One of my general career objectives is to find ways of linking different disciplines within ecology, combining theory, experimental approaches and field observations, and make the resulting knowledge accessible to managers and policy makers. I truly believe that cooperation is the way to approach fundamental anthropic impacts on our ecosystems, and is even more important considering the global changes we are facing. However, international collaborations might be challenging since different cultures and socio-economic context are involved. In order to contribute to this aspect, my project involves a collaboration among Uruguay, Brazil and Germany, in an attempt to enhance the network between South America and Europe.

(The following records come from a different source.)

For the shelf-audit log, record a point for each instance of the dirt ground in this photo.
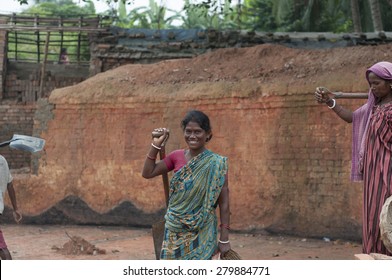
(51, 242)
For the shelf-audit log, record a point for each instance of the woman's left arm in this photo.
(224, 208)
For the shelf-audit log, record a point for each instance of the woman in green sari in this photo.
(198, 186)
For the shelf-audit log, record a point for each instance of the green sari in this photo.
(191, 221)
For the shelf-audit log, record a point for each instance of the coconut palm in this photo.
(356, 16)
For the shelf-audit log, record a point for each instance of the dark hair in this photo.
(199, 117)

Specifically, I investigate plankton communities’ responses to environmental change, using experimental approaches at different scales to develop a mechanistic understanding of the involved processes. My aim is to fill relevant gaps of knowledge in the exciting field of environmental variability under multiple stressor context and contribute to aquatic ecology by experimentally testing theoretical predictions about changes in mean and fluctuating temperature at the community level in closer to nature scenarios.